Así empieza una de las más famosas novelas de Charles Dickens, Historia de dos ciudades. Aunque escrita hace ya más de ciento cincuenta años, a mi modo de ver estas frases parecen describir perfectamente nuestra sociedad actual.
Es lo que tienen los genios como el escritor inglés, que sus textos resultan siempre actuales. Efectivamente a primera vista puede dar la impresión que nuestra época actual es la mejor y más próspera que ha experimentado jamás la humanidad y sin embargo, basta con leer algunas de las noticias que han ido apareciendo en nuestro Llobregat para coincidir con Dickens en que, pese a las apariencias, éste puede ser también el peor de los tiempos posibles.
Así tan solo en el 2013 se registraron 47 suicidios en el Baix Llobregat y L’Hospitalet, una cifra que, además según un estudio de la Generalitat, ha aumentado en los años sucesivos…, es más, no crean que esta situación de angustia vital y de falta de encaje con el ritmo de vida actual afecta tan solo a los adultos, sino que ha alcanzado también a quienes suponen el futuro de nuestra sociedad.
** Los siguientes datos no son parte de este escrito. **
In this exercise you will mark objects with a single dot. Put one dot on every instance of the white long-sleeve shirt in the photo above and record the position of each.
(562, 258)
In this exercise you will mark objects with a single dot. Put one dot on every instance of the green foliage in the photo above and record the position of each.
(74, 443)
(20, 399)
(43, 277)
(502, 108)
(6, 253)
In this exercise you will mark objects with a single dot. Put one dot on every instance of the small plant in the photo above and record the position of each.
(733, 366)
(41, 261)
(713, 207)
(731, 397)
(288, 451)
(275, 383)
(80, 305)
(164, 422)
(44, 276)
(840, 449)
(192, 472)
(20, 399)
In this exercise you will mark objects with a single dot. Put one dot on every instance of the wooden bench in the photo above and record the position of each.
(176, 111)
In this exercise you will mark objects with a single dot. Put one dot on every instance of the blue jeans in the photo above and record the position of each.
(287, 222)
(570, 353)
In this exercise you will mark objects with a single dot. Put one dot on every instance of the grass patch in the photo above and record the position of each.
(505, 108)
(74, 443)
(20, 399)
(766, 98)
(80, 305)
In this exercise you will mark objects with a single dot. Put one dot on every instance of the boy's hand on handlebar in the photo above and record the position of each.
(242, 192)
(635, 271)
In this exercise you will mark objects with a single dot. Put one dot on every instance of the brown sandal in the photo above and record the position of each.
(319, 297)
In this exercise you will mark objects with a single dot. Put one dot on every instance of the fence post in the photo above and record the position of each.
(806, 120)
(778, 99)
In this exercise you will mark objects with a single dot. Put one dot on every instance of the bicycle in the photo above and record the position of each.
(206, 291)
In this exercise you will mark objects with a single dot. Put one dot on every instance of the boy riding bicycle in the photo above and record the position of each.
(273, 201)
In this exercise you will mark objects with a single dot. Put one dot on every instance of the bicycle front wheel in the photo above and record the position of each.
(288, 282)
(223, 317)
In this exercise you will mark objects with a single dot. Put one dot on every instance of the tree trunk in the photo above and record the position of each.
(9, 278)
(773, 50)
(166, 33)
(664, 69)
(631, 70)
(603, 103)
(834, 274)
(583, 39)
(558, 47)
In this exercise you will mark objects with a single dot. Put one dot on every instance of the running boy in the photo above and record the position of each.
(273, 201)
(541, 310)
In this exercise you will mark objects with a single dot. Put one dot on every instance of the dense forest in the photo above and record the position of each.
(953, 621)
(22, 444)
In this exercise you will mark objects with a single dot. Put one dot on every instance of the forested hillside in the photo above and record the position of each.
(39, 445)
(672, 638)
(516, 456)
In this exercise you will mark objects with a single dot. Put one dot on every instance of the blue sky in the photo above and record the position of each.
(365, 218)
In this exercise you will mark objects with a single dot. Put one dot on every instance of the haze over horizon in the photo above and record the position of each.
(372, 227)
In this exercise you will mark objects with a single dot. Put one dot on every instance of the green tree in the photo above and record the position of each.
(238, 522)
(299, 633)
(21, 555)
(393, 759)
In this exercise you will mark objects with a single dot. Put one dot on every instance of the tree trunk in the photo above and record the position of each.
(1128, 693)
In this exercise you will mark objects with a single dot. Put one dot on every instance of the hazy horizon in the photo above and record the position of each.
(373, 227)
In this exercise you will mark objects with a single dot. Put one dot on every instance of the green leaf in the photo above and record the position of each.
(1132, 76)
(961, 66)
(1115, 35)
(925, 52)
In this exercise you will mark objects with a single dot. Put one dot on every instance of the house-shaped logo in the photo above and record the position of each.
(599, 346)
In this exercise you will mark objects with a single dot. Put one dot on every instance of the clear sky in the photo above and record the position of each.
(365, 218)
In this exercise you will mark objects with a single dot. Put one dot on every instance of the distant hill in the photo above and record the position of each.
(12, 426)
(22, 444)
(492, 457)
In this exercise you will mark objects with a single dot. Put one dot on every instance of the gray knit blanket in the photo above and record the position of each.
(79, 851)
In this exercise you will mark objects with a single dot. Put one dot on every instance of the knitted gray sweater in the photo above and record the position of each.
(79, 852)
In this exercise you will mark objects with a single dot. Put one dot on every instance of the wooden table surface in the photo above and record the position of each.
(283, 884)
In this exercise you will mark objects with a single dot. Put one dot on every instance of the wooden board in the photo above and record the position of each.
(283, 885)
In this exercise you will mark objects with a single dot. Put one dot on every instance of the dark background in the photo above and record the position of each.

De esta forma, según un estudio del Hospital Sant Joan de Déu de Esplugues, el número de menores con trastornos de comportamiento ha aumentado considerablemente en los últimos cinco años.
En cierto sentido podríamos resumir la situación así: poseemos muchas más cosas que nuestros abuelos y nuestra vida es más fácil y cómoda, pero… ¿somos más felices que ellos? Vistas las cifras, probablemente no.
Empujados por nuestro enloquecido mundo actual, ebrio de tecnología y consumismo, hemos perdido el equilibrio entre nuestro interior y nuestro exterior, entre lo que somos y lo que queremos ser, y con ello, sin darnos cuenta, nos deshumanizamos, convirtiéndonos simplemente en meros seres productivos, continuamente valorados únicamente por lo que hacemos, convertidos en meros engranajes, perfectamente substituibles por cualquier otro individuo.
Agobiados, invadidos por la ansiedad, insatisfechos y profundamente infelices, nos lanzamos en una continua huida hacia adelante, en busca de más progreso, de más estatus, de más poder, de una mejor situación económica. Así y al mismo ritmo que llenamos nuestra casa de nuevas pertenencias, vamos vaciando nuestro espíritu, condenándonos a una triste y banal superficialidad que no nos produce sino un profundo desasosiego interior.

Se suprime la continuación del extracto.